Department of Respiratory and Critical Care Medicine, The Second Hospital of Shanxi Medical University, Taiyuan, Shanxi, China.
Department of Respiratory Medicine, Shanxi Provincial Cancer Hospital, Taiyuan, Shanxi, China.
Immunobiology. 2024 Sep;229(5):152791. doi: 10.1016/j.imbio.2024.152791. Epub 2024 Feb 14.

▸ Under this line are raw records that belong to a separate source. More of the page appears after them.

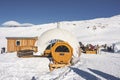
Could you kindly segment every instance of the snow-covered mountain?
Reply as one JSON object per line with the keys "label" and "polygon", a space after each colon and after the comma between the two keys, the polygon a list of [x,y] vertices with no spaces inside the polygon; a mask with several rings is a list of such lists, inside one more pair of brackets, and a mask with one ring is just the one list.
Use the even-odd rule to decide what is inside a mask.
{"label": "snow-covered mountain", "polygon": [[[9,25],[11,23],[19,24],[12,21]],[[57,23],[0,27],[0,48],[7,46],[6,37],[35,37],[56,27]],[[62,21],[60,28],[70,31],[78,41],[85,44],[120,42],[120,15],[84,21]],[[120,80],[120,54],[117,53],[100,51],[97,55],[81,54],[75,65],[52,72],[49,71],[48,58],[18,58],[15,53],[0,54],[0,80]]]}
{"label": "snow-covered mountain", "polygon": [[[8,23],[9,25],[13,25],[13,23],[16,25],[17,22],[9,21],[4,24]],[[5,37],[40,36],[43,32],[56,27],[57,23],[33,25],[32,27],[0,27],[0,44],[6,45]],[[62,21],[60,28],[70,31],[79,41],[86,44],[105,44],[120,41],[120,15],[84,21]]]}

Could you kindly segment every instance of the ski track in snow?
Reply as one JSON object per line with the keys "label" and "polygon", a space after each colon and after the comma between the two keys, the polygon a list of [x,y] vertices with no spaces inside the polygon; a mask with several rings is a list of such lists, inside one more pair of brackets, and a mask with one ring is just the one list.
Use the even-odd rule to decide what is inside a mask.
{"label": "ski track in snow", "polygon": [[[94,30],[94,26],[96,29]],[[56,28],[56,23],[32,27],[0,27],[0,48],[6,37],[36,37]],[[70,31],[84,44],[120,42],[120,15],[85,21],[63,21],[60,28]],[[120,54],[81,54],[70,67],[49,71],[48,58],[18,58],[16,53],[0,54],[0,80],[120,80]]]}

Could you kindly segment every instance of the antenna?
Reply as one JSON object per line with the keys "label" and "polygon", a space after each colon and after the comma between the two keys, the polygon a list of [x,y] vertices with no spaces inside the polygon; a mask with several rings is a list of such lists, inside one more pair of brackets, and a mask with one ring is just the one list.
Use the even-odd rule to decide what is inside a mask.
{"label": "antenna", "polygon": [[60,22],[57,22],[57,28],[60,28]]}

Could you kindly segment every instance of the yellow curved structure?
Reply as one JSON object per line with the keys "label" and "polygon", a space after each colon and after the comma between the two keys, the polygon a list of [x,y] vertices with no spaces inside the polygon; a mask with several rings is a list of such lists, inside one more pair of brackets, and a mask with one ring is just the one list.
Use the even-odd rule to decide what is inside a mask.
{"label": "yellow curved structure", "polygon": [[67,42],[56,42],[51,49],[51,54],[55,64],[69,64],[73,49]]}

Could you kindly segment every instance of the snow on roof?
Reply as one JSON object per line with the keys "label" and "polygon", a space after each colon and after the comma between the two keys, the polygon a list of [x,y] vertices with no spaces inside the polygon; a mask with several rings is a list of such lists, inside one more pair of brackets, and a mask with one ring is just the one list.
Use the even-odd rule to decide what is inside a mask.
{"label": "snow on roof", "polygon": [[2,24],[3,26],[7,27],[28,27],[28,26],[33,26],[34,24],[31,23],[19,23],[17,21],[7,21]]}
{"label": "snow on roof", "polygon": [[78,57],[79,43],[77,39],[67,30],[60,28],[48,30],[38,37],[38,41],[36,43],[36,46],[38,46],[38,54],[43,54],[47,46],[50,45],[50,41],[55,39],[68,42],[73,48],[73,55]]}
{"label": "snow on roof", "polygon": [[7,21],[2,24],[3,26],[20,26],[20,23],[17,21]]}

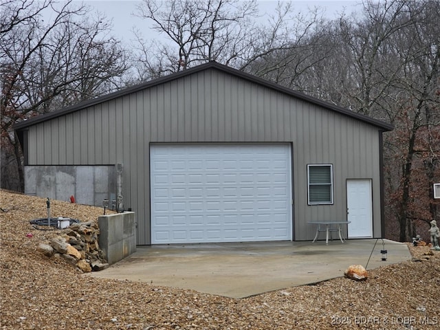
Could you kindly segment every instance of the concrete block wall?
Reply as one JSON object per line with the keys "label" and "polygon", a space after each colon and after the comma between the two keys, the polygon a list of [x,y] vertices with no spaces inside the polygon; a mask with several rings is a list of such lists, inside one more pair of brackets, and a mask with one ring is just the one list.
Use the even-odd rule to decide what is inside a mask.
{"label": "concrete block wall", "polygon": [[[122,195],[122,165],[26,166],[25,193],[51,199],[102,206]],[[121,206],[121,208],[122,206]]]}
{"label": "concrete block wall", "polygon": [[98,218],[99,246],[109,265],[136,252],[136,221],[134,212],[102,215]]}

Idiopathic pulmonary fibrosis (IPF) is a chronic, progressive, fibrotic interstitial pneumonia with a poor prognosis and a pathogenesis that has not been fully elucidated. Oxidative stress is closely associated with IPF. In this research, we aimed to identify reliable diagnostic biomarkers associated with the oxidative stress through bioinformatics techniques. The gene expression profile data from the GSE70866 dataset was retrieved from the gene expression omnibus (GEO) database. We extracted 437 oxidative stress-related genes (ORGs) from gene set enrichment analysis (GSEA). The GSE141939 dataset was used for single-cell RNA-seq analysis to identify the expression of diagnostic genes in different cell clusters. A total of 10 differentially expressed oxidative stress-related genes (DE-ORGs) were screened. Subsequently, SOD3, CD36, ACOX2, RBM11, CYP1B1, SNCA, and MPO from the 10 DE-ORGs were identified as diagnostic genes based on random forest algorithm with randomized least absolute shrinkage and selection operator (LASSO) regression. A nomogram was constructed to evaluate the risk of disease. The decision curve analysis (DCA) and clinical impact curves indicated that the nomogram based on these seven biomarkers had extraordinary predictive power. Immune cell infiltration analysis results revealed that DE-ORGs were closely related to various immune cells, especially CYP1B1 was in positive correlation with monocytes and negative correlation with macrophages M1. Single-cell RNA-seq analysis showed that CYP1B1 was mainly associated with macrophages, and SNCA was mainly associated with basal cells. CYP1B1 and SNCA were diagnostic genes associated with oxidative stress in IPF.
特发性肺纤维化(IPF)是一种慢性、进行性、纤维化的间质性肺炎,预后不良,其发病机制尚未完全阐明。氧化应激与 IPF 密切相关。在这项研究中,我们旨在通过生物信息学技术鉴定与氧化应激相关的可靠诊断生物标志物。从基因表达综合数据库(GEO)数据库中检索基因表达谱数据集 GSE70866。从基因集富集分析(GSEA)中提取 437 个与氧化应激相关的基因(ORGs)。使用 GSE141939 数据集进行单细胞 RNA-seq 分析,以鉴定不同细胞簇中诊断基因的表达。筛选出 10 个差异表达的与氧化应激相关的基因(DE-ORGs)。随后,基于随机森林算法和随机最小绝对收缩和选择算子(LASSO)回归,从 10 个 DE-ORGs 中筛选出 SOD3、CD36、ACOX2、RBM11、CYP1B1、SNCA 和 MPO 作为诊断基因。构建列线图以评估疾病风险。决策曲线分析(DCA)和临床影响曲线表明,基于这七个生物标志物的列线图具有卓越的预测能力。免疫细胞浸润分析结果表明,DE-ORGs 与各种免疫细胞密切相关,特别是 CYP1B1 与单核细胞呈正相关,与巨噬细胞 M1 呈负相关。单细胞 RNA-seq 分析表明,CYP1B1 主要与巨噬细胞相关,SNCA 主要与基底细胞相关。CYP1B1 和 SNCA 是与 IPF 氧化应激相关的诊断基因。